Il a fallu, aussi, apprendre à ne pas juger : « Les jeunes délinquants dont on se fait porte-parole ont parfois commis des actes horribles – tel le viol répété d’un petit frère ou d’une petite sœur -, il faut éviter de leur coller une étiquette sur le front. Il ne faut pas les identifier à leurs actes : ce sont toujours des êtres fragiles, blessés, complexes. Et, lorsque l’on a affaire à un enfant en danger, maltraité dans sa famille, ce sont les parents qu’il faut se garder de juger : il faut voir d’où ils viennent, ce qu’ils ont vécu eux-mêmes, pour leur rendre leur humanité. L’écoute et l’empathie sont les deux ingrédients indispensables à notre métier. Il faut également bien connaître cette vaste matière du droit de la jeunesse qui contient des règlementations diverses tels la Convention internationale relative aux droits de l’enfant du 20.11.1989, la Loi du 08.04.1965 relative à la protection de la jeunesse, le Décret du 18.01.2018 portant le code de la prévention, de l’aide à la jeunesse et de la protection de la jeunesse, … 
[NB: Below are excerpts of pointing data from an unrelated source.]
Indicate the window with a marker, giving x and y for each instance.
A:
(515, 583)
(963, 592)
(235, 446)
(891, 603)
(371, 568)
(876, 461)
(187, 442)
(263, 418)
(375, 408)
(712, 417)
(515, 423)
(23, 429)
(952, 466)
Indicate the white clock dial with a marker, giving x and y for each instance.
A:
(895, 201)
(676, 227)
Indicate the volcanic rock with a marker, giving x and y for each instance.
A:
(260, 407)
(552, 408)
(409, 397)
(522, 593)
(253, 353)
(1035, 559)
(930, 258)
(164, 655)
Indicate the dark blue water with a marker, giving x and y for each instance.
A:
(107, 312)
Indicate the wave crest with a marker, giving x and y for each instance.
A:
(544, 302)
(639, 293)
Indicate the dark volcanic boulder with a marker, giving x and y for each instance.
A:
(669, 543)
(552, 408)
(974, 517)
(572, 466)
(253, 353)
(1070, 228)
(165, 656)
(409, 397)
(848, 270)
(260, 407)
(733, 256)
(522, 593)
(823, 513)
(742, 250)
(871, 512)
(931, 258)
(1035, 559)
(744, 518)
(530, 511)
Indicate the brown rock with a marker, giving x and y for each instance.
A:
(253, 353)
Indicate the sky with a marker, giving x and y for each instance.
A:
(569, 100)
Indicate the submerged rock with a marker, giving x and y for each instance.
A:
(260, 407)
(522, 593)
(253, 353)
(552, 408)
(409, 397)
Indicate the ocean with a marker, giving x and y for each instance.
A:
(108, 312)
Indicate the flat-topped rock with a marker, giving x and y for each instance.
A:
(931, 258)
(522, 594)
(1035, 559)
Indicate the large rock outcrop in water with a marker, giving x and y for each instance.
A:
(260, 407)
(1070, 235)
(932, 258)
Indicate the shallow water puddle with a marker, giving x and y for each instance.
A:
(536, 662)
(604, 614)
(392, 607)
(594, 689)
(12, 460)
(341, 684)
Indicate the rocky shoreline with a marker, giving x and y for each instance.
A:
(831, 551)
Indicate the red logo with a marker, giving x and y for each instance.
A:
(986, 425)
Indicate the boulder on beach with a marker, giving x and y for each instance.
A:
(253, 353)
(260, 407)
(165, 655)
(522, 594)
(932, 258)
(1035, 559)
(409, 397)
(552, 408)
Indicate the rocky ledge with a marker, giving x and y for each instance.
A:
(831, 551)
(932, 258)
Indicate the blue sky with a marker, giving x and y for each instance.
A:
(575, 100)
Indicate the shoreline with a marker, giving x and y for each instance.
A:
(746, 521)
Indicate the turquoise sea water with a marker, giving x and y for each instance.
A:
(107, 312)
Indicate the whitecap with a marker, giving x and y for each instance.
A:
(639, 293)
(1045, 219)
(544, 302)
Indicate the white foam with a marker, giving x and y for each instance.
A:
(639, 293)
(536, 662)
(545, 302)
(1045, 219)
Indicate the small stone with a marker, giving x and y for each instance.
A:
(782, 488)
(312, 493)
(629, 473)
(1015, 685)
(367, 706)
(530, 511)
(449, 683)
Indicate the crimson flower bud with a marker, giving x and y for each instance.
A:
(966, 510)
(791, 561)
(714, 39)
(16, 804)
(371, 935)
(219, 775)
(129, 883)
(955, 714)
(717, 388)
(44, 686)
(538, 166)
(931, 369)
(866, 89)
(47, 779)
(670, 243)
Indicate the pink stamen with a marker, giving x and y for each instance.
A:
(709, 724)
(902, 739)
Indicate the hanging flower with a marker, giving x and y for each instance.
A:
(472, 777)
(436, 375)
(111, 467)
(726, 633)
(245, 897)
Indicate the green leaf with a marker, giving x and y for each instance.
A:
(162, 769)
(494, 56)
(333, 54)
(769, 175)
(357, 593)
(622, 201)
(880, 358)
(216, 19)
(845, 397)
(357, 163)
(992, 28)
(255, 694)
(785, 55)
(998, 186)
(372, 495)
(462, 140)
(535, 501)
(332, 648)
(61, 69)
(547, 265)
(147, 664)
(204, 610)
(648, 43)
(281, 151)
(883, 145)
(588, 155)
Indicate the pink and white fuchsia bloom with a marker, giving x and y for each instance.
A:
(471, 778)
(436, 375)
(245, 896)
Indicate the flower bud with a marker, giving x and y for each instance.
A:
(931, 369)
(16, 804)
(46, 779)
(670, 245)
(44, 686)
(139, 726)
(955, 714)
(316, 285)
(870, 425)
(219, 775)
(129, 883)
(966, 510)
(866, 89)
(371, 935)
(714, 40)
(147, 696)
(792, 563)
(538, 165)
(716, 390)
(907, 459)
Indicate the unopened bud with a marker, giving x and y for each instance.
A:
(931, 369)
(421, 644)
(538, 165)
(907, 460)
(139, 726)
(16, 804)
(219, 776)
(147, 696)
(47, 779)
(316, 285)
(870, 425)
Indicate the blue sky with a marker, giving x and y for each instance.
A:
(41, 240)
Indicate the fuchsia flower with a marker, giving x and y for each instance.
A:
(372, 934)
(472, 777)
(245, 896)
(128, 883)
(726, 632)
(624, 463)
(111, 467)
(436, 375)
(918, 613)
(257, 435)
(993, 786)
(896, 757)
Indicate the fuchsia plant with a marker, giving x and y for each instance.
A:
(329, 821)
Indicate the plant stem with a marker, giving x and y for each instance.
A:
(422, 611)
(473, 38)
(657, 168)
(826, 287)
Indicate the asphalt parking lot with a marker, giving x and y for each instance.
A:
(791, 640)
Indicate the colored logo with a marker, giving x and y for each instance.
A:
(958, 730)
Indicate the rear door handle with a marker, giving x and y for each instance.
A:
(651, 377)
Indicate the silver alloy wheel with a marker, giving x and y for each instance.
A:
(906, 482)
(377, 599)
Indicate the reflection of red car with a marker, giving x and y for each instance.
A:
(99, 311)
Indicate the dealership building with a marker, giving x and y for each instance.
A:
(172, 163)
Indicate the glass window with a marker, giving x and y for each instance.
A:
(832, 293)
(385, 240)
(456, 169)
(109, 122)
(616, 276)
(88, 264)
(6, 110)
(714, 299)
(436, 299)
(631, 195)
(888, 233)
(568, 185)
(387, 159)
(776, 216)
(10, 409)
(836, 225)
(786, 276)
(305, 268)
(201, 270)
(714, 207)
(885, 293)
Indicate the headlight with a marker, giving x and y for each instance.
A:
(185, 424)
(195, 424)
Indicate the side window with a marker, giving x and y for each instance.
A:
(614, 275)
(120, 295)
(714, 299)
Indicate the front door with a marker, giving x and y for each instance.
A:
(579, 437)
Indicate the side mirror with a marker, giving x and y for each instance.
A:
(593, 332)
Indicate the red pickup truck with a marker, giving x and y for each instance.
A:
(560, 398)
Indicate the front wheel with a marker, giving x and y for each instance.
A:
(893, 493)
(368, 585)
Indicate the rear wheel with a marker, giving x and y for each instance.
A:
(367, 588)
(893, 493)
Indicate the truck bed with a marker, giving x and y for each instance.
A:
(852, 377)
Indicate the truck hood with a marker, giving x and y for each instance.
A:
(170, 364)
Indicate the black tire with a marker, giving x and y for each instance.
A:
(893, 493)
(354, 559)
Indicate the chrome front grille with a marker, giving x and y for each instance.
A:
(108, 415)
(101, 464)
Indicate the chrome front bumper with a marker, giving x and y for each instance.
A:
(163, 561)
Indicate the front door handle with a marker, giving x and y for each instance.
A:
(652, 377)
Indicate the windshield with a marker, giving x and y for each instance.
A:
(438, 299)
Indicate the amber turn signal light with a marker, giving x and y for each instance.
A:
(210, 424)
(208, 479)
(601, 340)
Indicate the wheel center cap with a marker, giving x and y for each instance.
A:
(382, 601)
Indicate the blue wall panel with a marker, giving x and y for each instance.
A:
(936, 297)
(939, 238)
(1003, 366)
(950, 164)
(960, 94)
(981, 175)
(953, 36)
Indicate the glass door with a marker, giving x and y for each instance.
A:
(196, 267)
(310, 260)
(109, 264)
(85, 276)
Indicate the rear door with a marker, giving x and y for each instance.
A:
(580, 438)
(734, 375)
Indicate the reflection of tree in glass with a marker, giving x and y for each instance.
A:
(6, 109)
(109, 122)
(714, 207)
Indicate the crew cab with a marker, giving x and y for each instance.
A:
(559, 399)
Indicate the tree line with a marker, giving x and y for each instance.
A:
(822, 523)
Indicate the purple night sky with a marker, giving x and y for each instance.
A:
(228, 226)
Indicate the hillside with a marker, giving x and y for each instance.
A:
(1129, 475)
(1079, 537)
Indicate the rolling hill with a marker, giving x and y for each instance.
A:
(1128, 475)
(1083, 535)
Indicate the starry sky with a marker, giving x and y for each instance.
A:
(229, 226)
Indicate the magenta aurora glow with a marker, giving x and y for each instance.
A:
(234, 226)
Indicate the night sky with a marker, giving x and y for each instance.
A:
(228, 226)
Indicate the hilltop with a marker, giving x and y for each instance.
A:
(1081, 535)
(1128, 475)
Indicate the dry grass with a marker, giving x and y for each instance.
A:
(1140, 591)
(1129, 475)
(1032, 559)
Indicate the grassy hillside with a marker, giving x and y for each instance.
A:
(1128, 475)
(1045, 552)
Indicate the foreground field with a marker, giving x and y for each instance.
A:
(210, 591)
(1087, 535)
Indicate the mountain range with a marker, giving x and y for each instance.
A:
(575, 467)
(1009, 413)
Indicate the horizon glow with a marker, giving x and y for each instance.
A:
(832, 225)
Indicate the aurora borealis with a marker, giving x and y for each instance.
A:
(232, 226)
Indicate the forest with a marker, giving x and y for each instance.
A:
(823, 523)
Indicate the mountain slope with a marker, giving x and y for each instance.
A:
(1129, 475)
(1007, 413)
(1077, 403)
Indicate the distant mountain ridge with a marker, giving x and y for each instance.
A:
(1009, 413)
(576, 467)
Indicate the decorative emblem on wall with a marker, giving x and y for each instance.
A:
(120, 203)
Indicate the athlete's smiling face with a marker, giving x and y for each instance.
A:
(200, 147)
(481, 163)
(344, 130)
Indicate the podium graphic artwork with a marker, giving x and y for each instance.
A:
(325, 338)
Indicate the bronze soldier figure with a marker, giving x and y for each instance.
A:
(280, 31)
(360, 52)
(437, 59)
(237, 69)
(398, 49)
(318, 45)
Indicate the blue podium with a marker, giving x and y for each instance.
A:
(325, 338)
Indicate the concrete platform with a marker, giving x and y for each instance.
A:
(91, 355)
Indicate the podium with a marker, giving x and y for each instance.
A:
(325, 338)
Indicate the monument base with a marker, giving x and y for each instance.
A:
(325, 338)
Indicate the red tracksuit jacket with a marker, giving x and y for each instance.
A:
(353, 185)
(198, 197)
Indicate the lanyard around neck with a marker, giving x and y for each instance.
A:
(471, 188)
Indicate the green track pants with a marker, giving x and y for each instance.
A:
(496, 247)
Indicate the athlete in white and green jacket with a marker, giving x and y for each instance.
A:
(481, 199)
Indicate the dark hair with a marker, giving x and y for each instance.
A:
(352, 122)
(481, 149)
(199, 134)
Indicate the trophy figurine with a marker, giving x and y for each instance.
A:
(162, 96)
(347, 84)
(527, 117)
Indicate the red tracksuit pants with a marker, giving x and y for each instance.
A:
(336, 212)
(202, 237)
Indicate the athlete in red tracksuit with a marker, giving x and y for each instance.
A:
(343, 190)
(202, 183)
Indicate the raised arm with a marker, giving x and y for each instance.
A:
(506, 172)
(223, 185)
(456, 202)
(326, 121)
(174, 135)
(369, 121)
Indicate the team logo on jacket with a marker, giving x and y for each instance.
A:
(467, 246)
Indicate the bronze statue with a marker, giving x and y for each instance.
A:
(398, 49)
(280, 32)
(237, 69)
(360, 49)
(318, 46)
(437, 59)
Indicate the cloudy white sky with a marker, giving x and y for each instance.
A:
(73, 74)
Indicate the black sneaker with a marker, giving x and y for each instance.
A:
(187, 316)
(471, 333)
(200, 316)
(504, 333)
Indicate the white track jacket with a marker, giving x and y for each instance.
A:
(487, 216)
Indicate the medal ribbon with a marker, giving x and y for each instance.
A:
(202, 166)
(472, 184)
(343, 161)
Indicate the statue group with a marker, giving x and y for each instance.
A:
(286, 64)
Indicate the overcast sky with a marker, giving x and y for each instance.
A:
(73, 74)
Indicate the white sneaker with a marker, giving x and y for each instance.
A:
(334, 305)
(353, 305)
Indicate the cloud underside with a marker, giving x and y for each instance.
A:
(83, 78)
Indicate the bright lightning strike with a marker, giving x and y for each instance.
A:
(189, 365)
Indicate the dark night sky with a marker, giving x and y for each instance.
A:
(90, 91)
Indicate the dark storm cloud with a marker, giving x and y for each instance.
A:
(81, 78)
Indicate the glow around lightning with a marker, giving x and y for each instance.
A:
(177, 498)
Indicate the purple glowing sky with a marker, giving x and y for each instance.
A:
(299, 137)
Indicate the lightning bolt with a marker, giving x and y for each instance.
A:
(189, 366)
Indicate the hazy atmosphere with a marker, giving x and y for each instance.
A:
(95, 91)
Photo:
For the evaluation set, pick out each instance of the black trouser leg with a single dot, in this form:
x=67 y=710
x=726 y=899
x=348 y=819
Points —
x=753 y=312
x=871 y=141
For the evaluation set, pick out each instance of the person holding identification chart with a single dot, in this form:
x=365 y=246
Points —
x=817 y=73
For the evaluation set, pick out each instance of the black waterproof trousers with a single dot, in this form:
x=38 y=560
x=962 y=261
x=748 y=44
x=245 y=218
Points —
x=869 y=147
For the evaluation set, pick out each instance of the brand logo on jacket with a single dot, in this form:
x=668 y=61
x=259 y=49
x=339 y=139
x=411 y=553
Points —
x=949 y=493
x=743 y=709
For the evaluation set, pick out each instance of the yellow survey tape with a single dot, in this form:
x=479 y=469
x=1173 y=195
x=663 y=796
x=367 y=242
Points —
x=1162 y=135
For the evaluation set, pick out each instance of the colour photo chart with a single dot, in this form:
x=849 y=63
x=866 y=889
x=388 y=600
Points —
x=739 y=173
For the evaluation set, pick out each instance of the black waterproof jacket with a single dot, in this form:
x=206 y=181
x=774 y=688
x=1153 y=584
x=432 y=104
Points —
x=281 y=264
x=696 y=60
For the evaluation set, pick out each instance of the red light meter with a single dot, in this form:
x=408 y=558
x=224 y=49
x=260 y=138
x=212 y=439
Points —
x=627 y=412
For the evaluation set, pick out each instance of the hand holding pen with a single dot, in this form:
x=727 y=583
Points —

Et puis, il faut continuer d’y croire : croire que les jeunes et leurs proches peuvent changer, évoluer grâce à l’aide qui va leur être apportée par des professionnels aguerris, et ce malgré le (trop !) peu de moyens dont dispose le secteur de l’aide à la jeunesse et la tragique répétition qui est la marque de la justice de la jeunesse : il n’est pas rare de voir des enfants reproduire les comportements répréhensibles de leurs parents. « Certains jeunes ont une capacité de résilience extraordinaire. Ils s’accrochent aux mesures qu’on leur propose comme à une bouée de sauvetage. Des dossiers – ils sont rares mais pas inexistants – se clôturent donc sur une note positive ; il y a de belles histoires, nichées dans les interstices des histoires tragiques. Nous, notre job, c’est de croire en eux. Le jour où on n’y croit plus, il faut changer de métier. »

Changer de métier : une tentation d’autant plus grande, parfois, qu’avocat.e de la jeunesse, ça ne nourrit pas son homme ou sa femme. « On n’est évidemment pas payés par le jeune, ni par les parents : les avocats des mineurs sont défrayés par le système de l’aide juridique (NDLR : ex-pro deo).  On ne peut faire ce boulot que par conviction. Cela dit, le métier d’avocat permet aussi d’exercer dans plusieurs matières en parallèles, ce qui permet d’ouvrir les perspectives intellectuelles, humaines et financières. Moi, par exemple, je suis aussi avocate en droit de la famille et médiatrice agréée en droit familial. »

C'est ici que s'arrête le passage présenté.